Originally Published: July 12, 2004
Author: Lewis Lazare
Shock value has its place in advertising. After all, what better way to break through all that clutter and grab viewers' attention than to present them with an image or a situation -- or both -- that they couldn't imagine ever seeing.
Pepsi has done it at least once to great effect. Remember when Ozzie Osborne woke up in bed with Florence Henderson in that Pepsi Twist spot? Maybe, like us, you'd rather not remember. But it was a shocker of a sight, all right. And a lot of people did remember it. Even liked it. Which was great for the Pepsi Twist product the commercial supported.
Now, Martin/Williams in Minneapolis, in its swan song commercial as the agency of record for office supplies giant Staples, is giving viewers a new shocker of a scenario in a back-to-school commercial breaking in select markets on July 19. The shock value, in this instance, has to do with the appearance of rocker Alice Cooper.
The 30-second spot does a decent job of building suspense in the initial seconds as the camera tracks a pair of hands pushing along a shopping cart and picking up various items while a rather cranky looking young girl (a great little actress by the way) looks on with mounting disgust.
Finally, when the big revelation of the mystery shopper's identity can be withheld no longer, we see him to be Cooper, who stares out at us with his wildly disheveled long hair and spooky, mascara-framed eyes in the middle of a Staples store, of all places.
Moments later his daughter, the cranky one now unable to contain her displeasure, barks out a reference to Cooper's hit song "School's Out," in which she recollects him saying school was out forever.

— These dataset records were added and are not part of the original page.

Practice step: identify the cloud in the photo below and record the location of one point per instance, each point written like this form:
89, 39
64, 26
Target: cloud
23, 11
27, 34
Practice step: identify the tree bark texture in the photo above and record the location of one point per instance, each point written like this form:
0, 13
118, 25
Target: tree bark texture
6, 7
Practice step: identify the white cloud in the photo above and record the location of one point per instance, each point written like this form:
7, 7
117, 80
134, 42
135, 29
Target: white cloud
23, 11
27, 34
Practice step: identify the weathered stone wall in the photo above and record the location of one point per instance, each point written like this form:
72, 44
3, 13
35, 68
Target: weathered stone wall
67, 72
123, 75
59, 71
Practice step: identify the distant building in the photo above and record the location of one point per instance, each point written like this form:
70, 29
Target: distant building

But Cooper promptly corrects her -- pointing out the song actually said school was out only for the summer. "Nice try, though," he adds, with just a hint of sarcasm.
After Cooper's done doing his schtick and providing the spot with a dose of shock value, a separate voiceover artist has to quickly remind us Staples is the place to go for school supplies.
And there's the rub for us with the shock thing. The lowly voiceover artist has to do all the heavy message lifting and do it in a hurry, while the otherwise gratuitous Cooper gets to hog the limelight and provide the shock value -- the only reason, really, we'd have to remember most of what this spot's message is supposed to be.